Contractor Basics: The Bond Terminology That You Need to Know
Contractor Bond Terminology 101
Bonding is an important process for businesses and contractors. Mandatory insurance and licensing requirements sometimes capture the majority of a company’s attention. However, you shouldn’t overlook surety bonds. Contractor bonds are legally required for most construction projects. Accordingly, it’s important to learn bond terminology before your company undertakes its next project.
Types of Surety Bonds
A surety bond provides assurance of project completion. If you default on a contract, the project owner or obligee can enact negative repercussions unless you have a surety bond. If you do have one, the surety company is obligated to find another contractor to complete the project. Additionally, the surety company must compensate the obligee for financial losses.
There are four basic surety bond types needed to complete a project:
- Bid bond. These are for when several construction companies bid on the same project. They’re common in public construction and may be available for certain private projects. A bid bond assures the project owner that the winning bidder will enter into his or her contract. It also tells the project owner that the winning bidder will provide all performance and other necessary bonds.
- Payment and performance bond. Payment bonds ensure all contractors, subcontractors, and laborers are paid for their work according to contract terms. Performance bonds allow project owners to set the terms and conditions and ensure that projects are completed to those specifications.
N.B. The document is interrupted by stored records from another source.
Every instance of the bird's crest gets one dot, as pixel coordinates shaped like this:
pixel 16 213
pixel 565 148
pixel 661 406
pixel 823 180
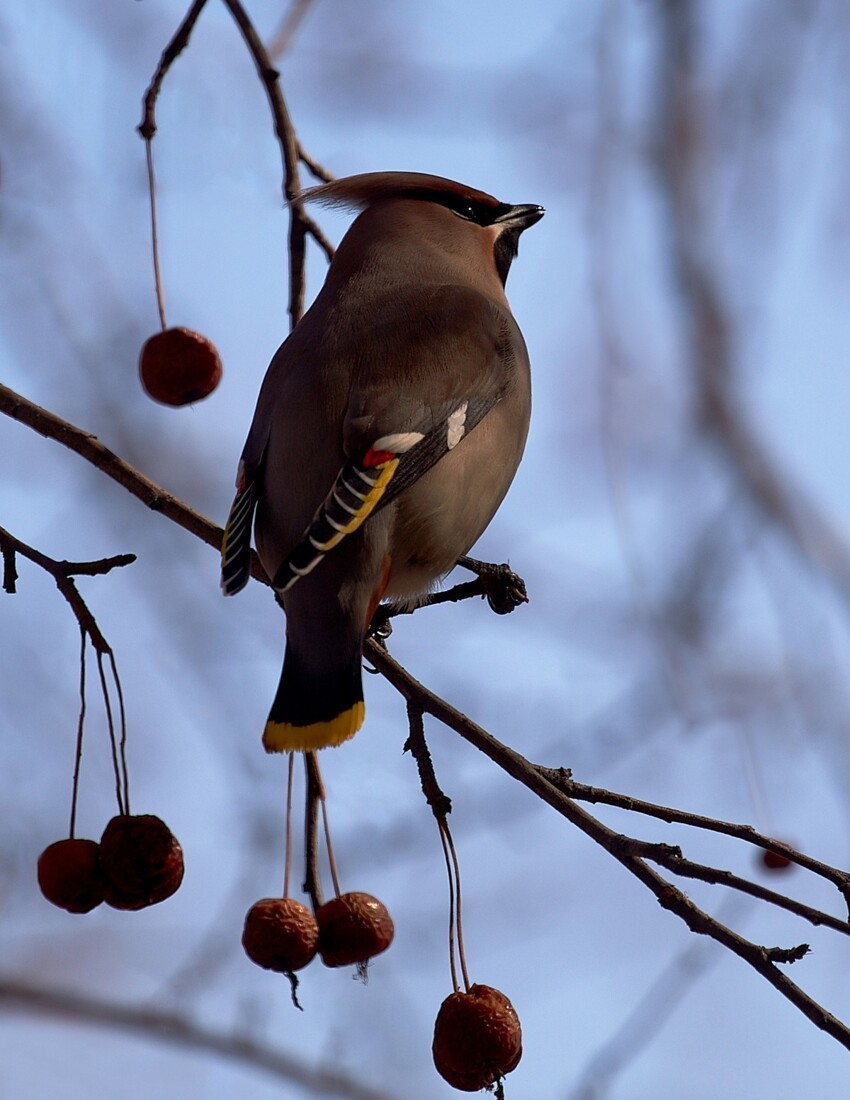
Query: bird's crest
pixel 356 193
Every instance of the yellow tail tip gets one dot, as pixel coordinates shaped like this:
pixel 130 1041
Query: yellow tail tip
pixel 285 737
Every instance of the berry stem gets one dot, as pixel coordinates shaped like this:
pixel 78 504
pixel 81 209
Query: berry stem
pixel 441 826
pixel 455 864
pixel 312 879
pixel 112 738
pixel 288 849
pixel 80 724
pixel 154 237
pixel 122 716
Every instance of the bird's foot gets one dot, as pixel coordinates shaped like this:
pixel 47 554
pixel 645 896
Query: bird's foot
pixel 504 589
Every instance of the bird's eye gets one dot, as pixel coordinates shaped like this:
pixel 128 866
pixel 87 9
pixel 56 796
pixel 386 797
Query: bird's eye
pixel 466 209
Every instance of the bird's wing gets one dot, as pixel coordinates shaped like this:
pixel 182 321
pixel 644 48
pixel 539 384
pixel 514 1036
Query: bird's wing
pixel 439 360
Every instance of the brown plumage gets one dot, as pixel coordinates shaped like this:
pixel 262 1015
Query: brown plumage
pixel 388 428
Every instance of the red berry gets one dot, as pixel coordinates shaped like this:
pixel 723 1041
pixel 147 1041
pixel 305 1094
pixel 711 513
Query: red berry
pixel 775 861
pixel 141 859
pixel 70 876
pixel 280 934
pixel 477 1038
pixel 353 928
pixel 178 366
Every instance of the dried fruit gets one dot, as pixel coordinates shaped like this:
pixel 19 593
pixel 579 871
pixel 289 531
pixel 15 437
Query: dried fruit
pixel 353 928
pixel 775 861
pixel 70 876
pixel 141 859
pixel 178 366
pixel 477 1038
pixel 280 934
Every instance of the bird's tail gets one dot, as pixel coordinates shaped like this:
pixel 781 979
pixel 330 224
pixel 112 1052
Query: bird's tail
pixel 315 710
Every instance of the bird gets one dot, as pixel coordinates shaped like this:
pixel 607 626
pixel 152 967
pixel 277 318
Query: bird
pixel 387 430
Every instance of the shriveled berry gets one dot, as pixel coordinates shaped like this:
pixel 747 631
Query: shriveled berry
pixel 477 1038
pixel 775 861
pixel 280 934
pixel 178 366
pixel 353 928
pixel 141 859
pixel 70 876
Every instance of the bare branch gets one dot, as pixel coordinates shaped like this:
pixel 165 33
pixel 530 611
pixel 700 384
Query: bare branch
pixel 177 1030
pixel 762 959
pixel 90 449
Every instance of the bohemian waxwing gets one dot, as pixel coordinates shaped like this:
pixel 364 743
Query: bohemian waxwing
pixel 387 430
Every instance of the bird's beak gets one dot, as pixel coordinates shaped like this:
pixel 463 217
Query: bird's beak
pixel 520 217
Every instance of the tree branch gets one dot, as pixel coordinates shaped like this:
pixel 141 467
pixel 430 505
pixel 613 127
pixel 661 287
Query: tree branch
pixel 176 1030
pixel 762 959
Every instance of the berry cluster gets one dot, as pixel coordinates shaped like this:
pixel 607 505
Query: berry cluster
pixel 138 862
pixel 282 934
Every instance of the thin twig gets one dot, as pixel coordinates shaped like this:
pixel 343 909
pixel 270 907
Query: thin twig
pixel 80 727
pixel 762 959
pixel 90 449
pixel 312 165
pixel 562 779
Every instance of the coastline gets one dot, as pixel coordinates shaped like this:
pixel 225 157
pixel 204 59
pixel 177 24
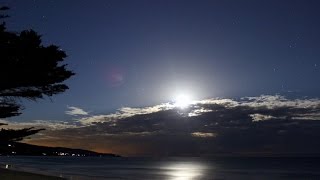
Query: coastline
pixel 9 174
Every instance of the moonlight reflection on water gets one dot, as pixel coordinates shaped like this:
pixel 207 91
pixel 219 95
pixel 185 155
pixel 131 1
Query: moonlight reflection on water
pixel 185 171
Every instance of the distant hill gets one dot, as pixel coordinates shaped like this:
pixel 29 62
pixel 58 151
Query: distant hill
pixel 22 149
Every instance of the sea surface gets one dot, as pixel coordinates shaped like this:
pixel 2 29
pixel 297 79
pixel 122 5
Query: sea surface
pixel 98 168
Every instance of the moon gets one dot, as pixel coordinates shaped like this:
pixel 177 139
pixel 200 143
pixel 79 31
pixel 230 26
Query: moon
pixel 182 100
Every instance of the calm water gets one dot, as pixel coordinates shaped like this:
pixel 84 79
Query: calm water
pixel 169 168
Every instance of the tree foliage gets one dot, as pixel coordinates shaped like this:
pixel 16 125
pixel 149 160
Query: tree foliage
pixel 28 70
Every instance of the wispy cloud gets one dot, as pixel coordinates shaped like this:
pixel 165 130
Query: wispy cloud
pixel 259 124
pixel 76 111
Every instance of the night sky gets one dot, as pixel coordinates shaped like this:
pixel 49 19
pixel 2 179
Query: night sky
pixel 251 69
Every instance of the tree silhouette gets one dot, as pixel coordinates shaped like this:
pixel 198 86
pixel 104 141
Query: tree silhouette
pixel 28 70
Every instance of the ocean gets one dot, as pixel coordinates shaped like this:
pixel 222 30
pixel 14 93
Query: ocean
pixel 180 168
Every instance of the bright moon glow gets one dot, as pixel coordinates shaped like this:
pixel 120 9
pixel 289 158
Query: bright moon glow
pixel 182 101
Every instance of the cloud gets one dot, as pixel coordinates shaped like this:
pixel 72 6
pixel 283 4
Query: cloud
pixel 75 111
pixel 263 124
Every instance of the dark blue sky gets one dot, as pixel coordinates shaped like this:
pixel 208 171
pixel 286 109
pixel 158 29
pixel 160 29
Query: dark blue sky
pixel 153 49
pixel 143 53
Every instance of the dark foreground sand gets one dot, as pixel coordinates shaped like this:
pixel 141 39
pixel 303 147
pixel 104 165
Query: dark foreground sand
pixel 6 174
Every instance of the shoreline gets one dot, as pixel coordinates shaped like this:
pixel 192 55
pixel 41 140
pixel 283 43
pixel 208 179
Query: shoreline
pixel 10 174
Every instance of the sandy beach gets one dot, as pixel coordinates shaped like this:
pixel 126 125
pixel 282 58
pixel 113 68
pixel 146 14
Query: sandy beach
pixel 6 174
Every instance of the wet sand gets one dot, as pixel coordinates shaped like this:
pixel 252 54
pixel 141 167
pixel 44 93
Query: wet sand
pixel 6 174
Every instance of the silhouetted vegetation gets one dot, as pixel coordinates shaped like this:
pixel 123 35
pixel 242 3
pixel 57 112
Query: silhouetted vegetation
pixel 28 70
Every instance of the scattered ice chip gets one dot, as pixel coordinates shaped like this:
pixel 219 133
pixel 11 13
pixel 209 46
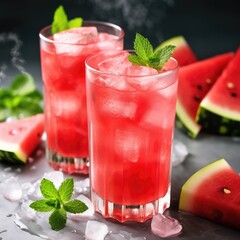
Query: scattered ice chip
pixel 55 176
pixel 116 65
pixel 136 79
pixel 34 190
pixel 12 189
pixel 96 230
pixel 82 186
pixel 88 213
pixel 70 41
pixel 179 152
pixel 165 226
pixel 28 211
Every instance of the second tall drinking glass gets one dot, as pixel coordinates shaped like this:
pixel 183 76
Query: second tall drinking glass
pixel 63 73
pixel 131 122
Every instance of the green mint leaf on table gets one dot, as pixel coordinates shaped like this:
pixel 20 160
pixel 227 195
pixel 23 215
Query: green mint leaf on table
pixel 58 219
pixel 48 189
pixel 58 201
pixel 61 22
pixel 75 206
pixel 21 98
pixel 146 56
pixel 66 190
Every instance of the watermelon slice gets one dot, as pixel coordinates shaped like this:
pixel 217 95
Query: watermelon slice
pixel 19 138
pixel 195 80
pixel 213 193
pixel 183 52
pixel 219 112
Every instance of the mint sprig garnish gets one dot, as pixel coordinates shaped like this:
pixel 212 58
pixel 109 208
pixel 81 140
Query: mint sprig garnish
pixel 21 98
pixel 58 201
pixel 146 56
pixel 61 22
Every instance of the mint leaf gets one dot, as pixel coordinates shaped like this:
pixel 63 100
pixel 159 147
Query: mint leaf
pixel 136 60
pixel 75 206
pixel 60 20
pixel 143 47
pixel 76 22
pixel 65 191
pixel 58 219
pixel 56 201
pixel 48 189
pixel 61 23
pixel 146 56
pixel 20 99
pixel 41 206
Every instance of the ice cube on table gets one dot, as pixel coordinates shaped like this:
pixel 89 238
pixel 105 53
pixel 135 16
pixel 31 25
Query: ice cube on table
pixel 136 77
pixel 88 213
pixel 179 152
pixel 12 189
pixel 71 41
pixel 165 226
pixel 28 211
pixel 55 176
pixel 96 230
pixel 116 64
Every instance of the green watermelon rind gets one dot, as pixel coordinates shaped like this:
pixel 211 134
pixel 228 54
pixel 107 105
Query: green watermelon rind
pixel 185 122
pixel 217 120
pixel 197 179
pixel 11 153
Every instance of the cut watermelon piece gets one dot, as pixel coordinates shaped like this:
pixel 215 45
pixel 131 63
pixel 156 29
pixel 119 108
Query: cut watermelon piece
pixel 183 52
pixel 219 112
pixel 213 193
pixel 19 138
pixel 195 80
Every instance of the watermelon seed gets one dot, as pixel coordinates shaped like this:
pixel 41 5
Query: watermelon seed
pixel 226 191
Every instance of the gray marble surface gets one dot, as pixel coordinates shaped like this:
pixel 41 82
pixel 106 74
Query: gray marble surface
pixel 203 150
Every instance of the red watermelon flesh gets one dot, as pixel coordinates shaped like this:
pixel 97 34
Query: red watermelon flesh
pixel 195 80
pixel 213 193
pixel 19 138
pixel 224 97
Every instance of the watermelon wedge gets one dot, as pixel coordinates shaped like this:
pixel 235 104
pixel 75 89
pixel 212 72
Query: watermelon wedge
pixel 19 138
pixel 213 193
pixel 195 80
pixel 183 52
pixel 219 112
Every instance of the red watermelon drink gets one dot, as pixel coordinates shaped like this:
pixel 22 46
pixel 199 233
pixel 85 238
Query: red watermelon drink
pixel 131 120
pixel 63 72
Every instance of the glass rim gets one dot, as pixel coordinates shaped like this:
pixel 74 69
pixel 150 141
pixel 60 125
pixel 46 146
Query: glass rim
pixel 89 58
pixel 94 22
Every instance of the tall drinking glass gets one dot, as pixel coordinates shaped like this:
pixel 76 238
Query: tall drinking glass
pixel 63 73
pixel 131 112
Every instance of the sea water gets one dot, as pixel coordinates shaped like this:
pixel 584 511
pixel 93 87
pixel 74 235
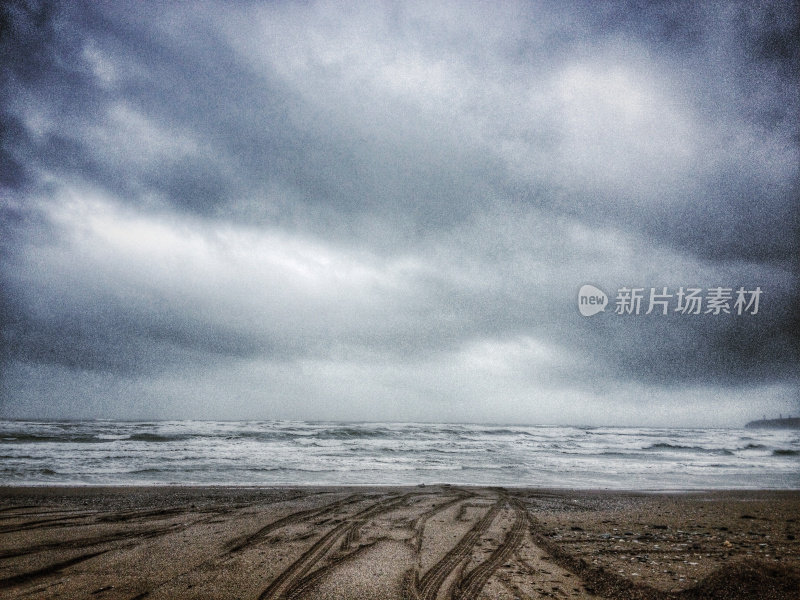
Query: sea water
pixel 264 453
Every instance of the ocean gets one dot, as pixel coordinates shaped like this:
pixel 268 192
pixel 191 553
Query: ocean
pixel 264 453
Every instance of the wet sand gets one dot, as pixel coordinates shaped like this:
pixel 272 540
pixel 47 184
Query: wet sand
pixel 425 543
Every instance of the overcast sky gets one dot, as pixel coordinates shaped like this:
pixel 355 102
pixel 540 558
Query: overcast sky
pixel 385 211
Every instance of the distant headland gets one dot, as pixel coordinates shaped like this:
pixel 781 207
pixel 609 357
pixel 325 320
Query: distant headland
pixel 781 423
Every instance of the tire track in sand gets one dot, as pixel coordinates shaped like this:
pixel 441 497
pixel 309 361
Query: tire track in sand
pixel 300 574
pixel 470 586
pixel 427 588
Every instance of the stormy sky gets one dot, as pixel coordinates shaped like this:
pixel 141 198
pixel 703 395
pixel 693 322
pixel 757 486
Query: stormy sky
pixel 380 211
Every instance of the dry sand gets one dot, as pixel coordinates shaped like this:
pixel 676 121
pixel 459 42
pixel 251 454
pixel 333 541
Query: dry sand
pixel 410 543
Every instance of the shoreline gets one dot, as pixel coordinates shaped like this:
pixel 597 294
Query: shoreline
pixel 385 542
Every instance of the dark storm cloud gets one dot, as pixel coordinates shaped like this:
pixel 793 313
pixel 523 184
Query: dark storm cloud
pixel 408 196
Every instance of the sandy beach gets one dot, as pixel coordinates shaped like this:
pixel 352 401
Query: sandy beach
pixel 407 543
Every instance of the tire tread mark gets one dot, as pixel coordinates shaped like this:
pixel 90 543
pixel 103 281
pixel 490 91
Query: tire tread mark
pixel 50 569
pixel 285 584
pixel 240 543
pixel 470 586
pixel 430 583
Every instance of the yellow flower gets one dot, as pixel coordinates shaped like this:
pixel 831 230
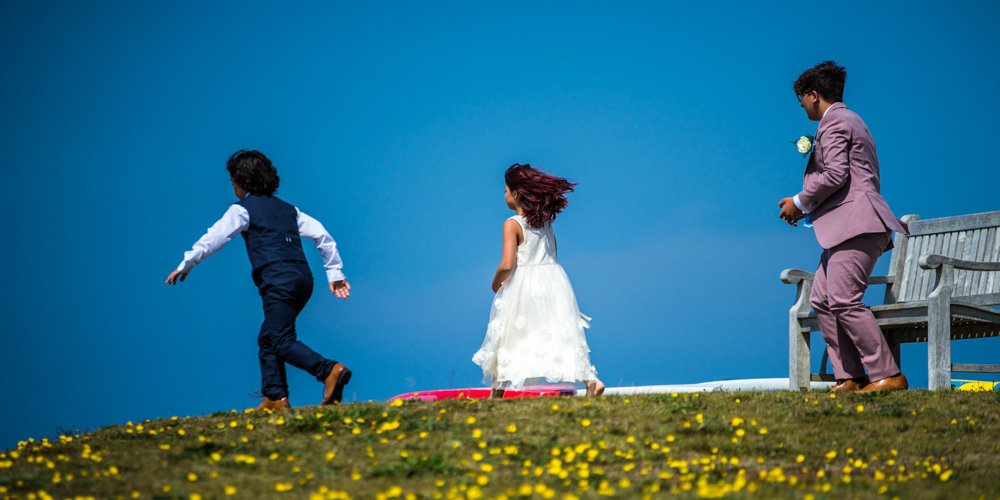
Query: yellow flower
pixel 474 493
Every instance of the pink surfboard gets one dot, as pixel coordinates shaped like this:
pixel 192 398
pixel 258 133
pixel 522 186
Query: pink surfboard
pixel 533 391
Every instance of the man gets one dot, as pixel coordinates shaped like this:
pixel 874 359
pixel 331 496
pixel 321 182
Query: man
pixel 853 224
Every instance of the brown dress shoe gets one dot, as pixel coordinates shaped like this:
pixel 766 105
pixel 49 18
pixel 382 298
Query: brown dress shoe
pixel 897 383
pixel 270 404
pixel 333 386
pixel 849 385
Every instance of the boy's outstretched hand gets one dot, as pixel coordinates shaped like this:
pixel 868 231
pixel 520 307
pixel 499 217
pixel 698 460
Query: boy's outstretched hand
pixel 172 278
pixel 342 289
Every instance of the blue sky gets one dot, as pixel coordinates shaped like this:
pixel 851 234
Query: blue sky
pixel 392 123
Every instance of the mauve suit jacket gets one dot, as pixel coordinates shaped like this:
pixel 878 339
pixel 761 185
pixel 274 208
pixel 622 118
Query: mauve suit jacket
pixel 841 183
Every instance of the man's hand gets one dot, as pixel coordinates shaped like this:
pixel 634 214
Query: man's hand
pixel 172 278
pixel 789 212
pixel 342 289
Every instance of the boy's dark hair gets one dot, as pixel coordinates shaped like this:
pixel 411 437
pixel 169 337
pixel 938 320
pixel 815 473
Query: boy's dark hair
pixel 826 78
pixel 253 172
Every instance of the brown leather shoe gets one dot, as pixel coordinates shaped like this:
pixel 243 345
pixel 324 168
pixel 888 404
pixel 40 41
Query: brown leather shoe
pixel 897 383
pixel 270 404
pixel 333 386
pixel 849 385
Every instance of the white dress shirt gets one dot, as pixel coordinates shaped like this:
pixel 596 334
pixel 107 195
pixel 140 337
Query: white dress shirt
pixel 796 197
pixel 237 219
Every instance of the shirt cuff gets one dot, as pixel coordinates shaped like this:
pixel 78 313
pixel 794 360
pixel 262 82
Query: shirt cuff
pixel 798 203
pixel 335 275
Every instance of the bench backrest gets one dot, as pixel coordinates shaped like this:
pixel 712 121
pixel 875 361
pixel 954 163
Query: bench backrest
pixel 967 237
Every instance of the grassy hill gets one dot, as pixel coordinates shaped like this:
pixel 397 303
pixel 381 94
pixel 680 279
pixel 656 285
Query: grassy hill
pixel 777 444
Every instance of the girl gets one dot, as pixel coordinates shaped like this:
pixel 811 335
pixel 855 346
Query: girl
pixel 535 328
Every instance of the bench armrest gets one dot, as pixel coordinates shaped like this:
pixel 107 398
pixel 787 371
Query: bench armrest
pixel 881 280
pixel 791 276
pixel 933 261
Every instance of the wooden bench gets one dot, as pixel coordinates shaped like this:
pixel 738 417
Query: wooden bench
pixel 943 282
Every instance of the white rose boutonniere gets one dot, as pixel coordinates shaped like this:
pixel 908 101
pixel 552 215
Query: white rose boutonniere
pixel 805 144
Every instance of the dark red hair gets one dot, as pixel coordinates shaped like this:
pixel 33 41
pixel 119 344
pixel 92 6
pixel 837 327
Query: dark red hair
pixel 541 196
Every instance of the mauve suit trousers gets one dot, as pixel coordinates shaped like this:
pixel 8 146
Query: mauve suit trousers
pixel 854 340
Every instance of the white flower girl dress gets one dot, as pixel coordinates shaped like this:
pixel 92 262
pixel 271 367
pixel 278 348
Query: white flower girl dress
pixel 536 329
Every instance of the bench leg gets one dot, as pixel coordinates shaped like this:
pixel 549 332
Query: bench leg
pixel 897 355
pixel 938 343
pixel 798 357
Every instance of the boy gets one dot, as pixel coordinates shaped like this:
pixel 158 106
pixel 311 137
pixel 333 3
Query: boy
pixel 272 229
pixel 853 224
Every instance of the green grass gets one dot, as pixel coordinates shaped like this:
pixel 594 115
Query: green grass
pixel 915 444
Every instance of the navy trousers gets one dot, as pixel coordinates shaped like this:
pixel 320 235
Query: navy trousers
pixel 285 288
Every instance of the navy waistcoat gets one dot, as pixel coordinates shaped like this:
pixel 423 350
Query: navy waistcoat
pixel 273 233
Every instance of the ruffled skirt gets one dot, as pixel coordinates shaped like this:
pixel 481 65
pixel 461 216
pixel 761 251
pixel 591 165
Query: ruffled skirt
pixel 536 331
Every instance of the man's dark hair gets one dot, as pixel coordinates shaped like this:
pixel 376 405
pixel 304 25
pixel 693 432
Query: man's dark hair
pixel 826 78
pixel 253 172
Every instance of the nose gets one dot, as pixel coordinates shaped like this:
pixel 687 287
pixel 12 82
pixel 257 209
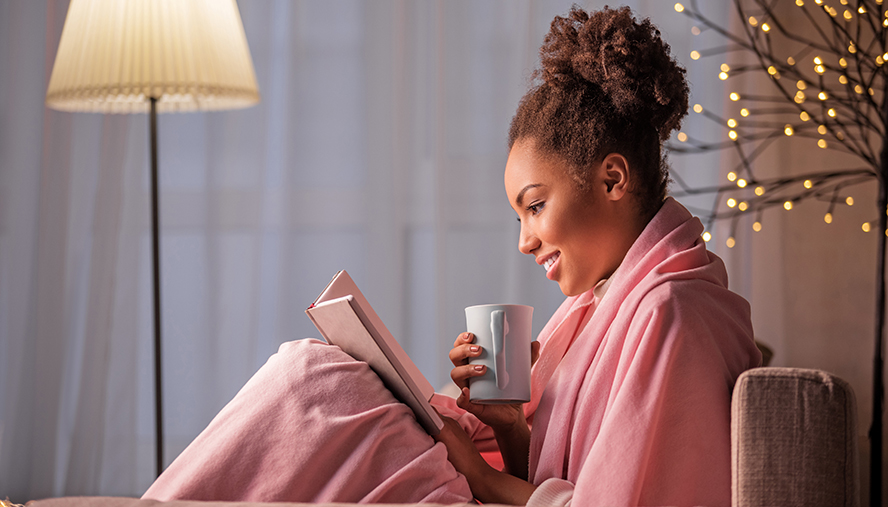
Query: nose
pixel 527 240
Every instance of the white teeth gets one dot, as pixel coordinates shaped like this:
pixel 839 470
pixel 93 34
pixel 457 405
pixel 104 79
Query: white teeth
pixel 550 261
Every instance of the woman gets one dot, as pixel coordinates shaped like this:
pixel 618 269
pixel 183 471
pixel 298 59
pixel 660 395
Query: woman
pixel 631 389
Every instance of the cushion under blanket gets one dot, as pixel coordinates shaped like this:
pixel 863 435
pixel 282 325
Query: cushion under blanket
pixel 313 425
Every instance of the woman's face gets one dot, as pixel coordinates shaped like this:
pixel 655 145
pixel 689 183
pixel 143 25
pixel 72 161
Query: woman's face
pixel 578 237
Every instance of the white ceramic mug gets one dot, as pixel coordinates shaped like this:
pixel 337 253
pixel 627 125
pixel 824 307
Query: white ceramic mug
pixel 504 333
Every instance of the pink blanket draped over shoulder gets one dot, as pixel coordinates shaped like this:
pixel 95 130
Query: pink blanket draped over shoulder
pixel 313 425
pixel 631 394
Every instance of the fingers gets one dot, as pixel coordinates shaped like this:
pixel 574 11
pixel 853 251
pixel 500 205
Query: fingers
pixel 461 374
pixel 464 349
pixel 465 403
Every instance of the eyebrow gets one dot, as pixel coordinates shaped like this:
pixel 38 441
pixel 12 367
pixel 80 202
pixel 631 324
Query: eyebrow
pixel 523 191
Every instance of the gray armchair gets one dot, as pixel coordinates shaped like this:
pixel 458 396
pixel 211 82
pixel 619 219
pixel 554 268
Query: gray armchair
pixel 794 439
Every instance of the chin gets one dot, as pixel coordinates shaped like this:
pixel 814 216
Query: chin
pixel 570 291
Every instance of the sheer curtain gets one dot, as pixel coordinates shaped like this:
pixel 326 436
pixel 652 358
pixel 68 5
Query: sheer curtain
pixel 378 147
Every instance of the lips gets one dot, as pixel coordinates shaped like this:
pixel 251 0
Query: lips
pixel 550 261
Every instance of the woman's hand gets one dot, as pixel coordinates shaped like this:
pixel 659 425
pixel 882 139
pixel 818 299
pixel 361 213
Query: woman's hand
pixel 487 484
pixel 498 417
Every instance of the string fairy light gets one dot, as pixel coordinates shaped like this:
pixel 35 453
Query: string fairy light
pixel 839 109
- Ancillary bonds. These bonds cover integral project elements that aren’t necessarily in the contract. For example, a construction company might be hired to build a new wing onto a school—but elements such as library shelves aren’t listed in the contract. The addition of shelves could be covered under an ancillary bond.
Getting a Surety Bond
First, you must choose the right bonding company. Your broker must be experienced, familiar with your project types, and willing to explain the bonding process. Find out what bonds the company offers in your state or city and how that meshes with legal requirements. Ask which damages it covers. For instance, you might be in trouble if your bonding company doesn’t compensate weather damage if you’re in a vulnerable area.
Go over your bonds with each project owner. Invite them to ask questions and answer them as best you can. Keep in touch with your bond broker should unexpected circumstances arise.